In the same vein, one can argue that type annotations shouldn’t be in the Python language either, since users can just read the documentation to know what arguments to pass, or what return value they’ll receive. Obviously, we like type annotations, because they improve the developer experience, since the annotations make static analyzers smarter, and help the user write better code.
Based on your example and the linked GitHub issues I now see how this feature could be used with factory functions (“alternative constructors”). I also skimmed the C++ proposal document and see that as you said, it isn’t intended for resource management. And since C++ has constructor overloads, you’re less likely to need it for static factories, but that’s an OOP style thing I guess.
The interesting thing about the C++ proposal for me was that it hardly provides any motivation or use cases for nodiscard at all, other than “you might use this sometimes.” Rather, it seemed intended to standardize existing compiler specific annotations. Ideally a PEP would do the same, but in this case there is a “chicken/egg” problem because a tool like MyPy would have to decide to support the annotation without it being in the standard library, which feels like a stretch.
I have a hard time seeing something like nodiscard becoming mainstream in Python when there are straight forward existing solutions that can check for this at runtime (that’s what it looked like from the GitHub issues), plus the ability static analysis tools already have to do this analysis in expression contexts. It makes the use case exceptionally narrow. Classmethod factory functions are a very common pattern in Python particularly (since we can’t overload initializers), which for me adds weight to the “read the docs” argument. These functions should have docstrings indicating that they are factory functions and have return type annotations matching the class type, which makes their usage extremely obvious.
——————
Brendan, my friend, this is a fair perspective, but makes me wonder why you are concerned about a static analysis proposal when you don’t use static analysis? Just language bloat?
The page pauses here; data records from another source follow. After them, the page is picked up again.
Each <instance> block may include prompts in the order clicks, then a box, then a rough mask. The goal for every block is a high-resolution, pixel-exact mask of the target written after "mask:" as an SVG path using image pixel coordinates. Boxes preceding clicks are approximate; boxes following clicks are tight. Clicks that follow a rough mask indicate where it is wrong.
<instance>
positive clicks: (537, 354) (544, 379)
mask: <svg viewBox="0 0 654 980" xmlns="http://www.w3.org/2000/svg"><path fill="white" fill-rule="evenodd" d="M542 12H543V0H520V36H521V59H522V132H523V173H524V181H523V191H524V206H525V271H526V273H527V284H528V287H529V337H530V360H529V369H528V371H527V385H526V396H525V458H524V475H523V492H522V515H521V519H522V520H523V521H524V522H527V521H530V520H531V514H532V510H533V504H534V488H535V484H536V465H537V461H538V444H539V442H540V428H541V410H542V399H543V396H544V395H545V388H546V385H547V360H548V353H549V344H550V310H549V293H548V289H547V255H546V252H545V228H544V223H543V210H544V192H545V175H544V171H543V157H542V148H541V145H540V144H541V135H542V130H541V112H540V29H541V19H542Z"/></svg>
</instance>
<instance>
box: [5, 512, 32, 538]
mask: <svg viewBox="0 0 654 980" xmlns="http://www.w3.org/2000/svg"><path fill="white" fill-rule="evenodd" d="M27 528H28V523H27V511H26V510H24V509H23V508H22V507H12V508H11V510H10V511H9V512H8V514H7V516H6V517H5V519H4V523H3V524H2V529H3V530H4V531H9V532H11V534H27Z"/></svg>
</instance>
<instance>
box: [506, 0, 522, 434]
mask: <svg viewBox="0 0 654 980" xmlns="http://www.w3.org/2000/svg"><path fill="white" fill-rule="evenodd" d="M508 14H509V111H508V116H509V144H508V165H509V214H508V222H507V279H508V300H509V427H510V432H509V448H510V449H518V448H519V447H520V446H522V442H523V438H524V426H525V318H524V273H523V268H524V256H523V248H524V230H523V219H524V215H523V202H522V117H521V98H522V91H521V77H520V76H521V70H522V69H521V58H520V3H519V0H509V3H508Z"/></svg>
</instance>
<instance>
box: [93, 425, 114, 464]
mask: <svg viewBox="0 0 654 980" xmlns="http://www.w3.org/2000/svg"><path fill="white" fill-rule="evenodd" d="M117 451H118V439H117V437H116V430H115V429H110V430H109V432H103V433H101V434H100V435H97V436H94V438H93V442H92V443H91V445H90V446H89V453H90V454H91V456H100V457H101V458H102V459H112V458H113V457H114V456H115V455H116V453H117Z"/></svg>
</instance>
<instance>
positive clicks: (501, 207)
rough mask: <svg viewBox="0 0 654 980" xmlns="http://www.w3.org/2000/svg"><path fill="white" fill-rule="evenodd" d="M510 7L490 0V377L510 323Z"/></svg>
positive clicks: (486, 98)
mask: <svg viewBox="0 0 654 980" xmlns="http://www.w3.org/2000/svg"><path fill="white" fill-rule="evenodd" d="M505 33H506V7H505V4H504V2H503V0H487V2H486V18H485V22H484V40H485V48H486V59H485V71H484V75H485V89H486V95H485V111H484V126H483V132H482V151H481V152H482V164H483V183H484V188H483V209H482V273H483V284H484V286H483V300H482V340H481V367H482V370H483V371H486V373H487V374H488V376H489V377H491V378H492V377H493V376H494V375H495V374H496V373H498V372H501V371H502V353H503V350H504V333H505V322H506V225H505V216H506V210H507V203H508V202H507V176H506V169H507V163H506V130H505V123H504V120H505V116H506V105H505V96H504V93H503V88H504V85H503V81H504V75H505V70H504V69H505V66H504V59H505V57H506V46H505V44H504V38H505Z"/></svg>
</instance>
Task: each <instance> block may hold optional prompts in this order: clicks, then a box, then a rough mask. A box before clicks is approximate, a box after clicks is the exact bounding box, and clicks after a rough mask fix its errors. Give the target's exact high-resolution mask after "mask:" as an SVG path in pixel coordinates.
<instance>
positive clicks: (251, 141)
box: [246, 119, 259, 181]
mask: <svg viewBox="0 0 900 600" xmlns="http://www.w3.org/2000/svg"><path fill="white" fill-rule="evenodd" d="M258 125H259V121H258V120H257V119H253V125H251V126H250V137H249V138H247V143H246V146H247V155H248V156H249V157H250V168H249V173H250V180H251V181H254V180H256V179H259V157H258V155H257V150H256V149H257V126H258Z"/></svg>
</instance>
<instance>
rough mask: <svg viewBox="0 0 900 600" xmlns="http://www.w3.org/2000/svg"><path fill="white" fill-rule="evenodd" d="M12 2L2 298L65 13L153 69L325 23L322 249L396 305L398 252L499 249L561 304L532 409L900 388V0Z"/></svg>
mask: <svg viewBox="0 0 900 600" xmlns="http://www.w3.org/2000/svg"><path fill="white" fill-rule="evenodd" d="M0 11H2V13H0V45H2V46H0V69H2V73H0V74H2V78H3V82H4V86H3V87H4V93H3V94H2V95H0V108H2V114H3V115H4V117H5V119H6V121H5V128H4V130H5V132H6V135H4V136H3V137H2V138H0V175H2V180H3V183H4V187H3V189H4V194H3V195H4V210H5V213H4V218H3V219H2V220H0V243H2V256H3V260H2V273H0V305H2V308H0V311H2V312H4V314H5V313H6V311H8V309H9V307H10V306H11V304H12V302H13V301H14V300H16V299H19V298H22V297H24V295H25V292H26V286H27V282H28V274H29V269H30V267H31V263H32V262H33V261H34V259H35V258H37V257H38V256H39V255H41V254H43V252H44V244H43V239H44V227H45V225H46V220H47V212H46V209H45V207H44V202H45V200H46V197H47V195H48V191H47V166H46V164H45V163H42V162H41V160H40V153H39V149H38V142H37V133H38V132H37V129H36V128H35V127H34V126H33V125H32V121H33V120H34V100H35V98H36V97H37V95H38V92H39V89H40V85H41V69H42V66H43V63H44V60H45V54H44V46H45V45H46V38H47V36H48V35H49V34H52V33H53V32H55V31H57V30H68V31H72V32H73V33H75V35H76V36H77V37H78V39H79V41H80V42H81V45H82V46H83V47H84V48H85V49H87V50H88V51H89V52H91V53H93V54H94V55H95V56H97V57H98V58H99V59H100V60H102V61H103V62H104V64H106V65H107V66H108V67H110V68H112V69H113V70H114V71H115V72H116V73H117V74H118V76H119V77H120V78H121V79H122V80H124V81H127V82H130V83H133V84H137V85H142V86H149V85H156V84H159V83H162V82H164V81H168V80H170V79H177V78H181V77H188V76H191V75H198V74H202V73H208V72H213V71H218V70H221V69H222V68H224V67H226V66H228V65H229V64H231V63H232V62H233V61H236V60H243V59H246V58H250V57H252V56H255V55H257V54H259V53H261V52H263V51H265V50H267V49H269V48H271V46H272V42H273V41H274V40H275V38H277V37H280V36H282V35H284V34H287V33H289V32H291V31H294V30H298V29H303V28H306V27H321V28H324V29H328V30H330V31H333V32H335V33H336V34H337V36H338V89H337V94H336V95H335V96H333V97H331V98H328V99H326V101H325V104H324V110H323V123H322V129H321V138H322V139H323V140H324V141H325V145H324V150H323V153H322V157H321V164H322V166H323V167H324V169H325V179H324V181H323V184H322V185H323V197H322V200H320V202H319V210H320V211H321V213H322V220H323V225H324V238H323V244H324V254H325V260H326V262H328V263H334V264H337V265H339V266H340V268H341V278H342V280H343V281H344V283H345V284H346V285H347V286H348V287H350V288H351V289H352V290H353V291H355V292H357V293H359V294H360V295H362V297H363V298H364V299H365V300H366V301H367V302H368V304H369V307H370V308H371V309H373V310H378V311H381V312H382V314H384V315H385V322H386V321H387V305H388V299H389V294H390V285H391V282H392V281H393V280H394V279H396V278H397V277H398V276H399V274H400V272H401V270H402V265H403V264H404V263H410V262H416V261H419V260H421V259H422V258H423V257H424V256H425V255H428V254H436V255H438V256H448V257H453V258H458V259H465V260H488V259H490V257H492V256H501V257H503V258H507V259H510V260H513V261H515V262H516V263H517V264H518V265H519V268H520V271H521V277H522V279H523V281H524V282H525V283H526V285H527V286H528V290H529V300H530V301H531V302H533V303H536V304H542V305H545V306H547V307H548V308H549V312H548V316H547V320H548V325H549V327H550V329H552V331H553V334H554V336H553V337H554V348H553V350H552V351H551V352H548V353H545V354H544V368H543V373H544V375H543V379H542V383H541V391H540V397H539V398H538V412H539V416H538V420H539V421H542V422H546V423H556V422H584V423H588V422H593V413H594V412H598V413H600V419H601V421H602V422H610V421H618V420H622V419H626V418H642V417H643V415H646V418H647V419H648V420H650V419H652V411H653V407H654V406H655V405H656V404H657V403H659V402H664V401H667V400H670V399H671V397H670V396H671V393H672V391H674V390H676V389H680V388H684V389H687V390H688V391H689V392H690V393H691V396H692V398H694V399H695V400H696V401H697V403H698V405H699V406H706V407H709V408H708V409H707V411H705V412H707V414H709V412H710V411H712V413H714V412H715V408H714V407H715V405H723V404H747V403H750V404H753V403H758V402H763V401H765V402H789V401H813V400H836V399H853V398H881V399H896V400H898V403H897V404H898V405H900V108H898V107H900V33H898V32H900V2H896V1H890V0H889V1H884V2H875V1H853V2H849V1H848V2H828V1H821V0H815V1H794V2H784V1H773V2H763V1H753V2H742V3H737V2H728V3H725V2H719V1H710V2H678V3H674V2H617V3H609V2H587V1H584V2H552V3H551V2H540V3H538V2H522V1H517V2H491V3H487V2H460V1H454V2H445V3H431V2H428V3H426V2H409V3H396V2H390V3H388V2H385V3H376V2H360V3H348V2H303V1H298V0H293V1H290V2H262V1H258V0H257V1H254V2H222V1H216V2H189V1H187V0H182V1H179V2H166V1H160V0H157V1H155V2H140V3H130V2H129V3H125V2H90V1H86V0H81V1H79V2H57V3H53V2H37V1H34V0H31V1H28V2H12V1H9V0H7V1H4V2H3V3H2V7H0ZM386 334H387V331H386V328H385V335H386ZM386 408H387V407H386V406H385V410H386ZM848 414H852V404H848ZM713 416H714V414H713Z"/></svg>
Correct, my no_discard proposal is very much geared towards the factory @classmethod use case, as that’s the one I originally had in mind. Good that you mentioned C++ supports overloading constructors. I almost forgot why I wanted to write so many factory @classmethods in the first place
Could you take a look at this proposal? It’s a python implementation of a run-time check. I think this is a common enough use case that I want to push for a new keyward in the language, and also support static analysis on it.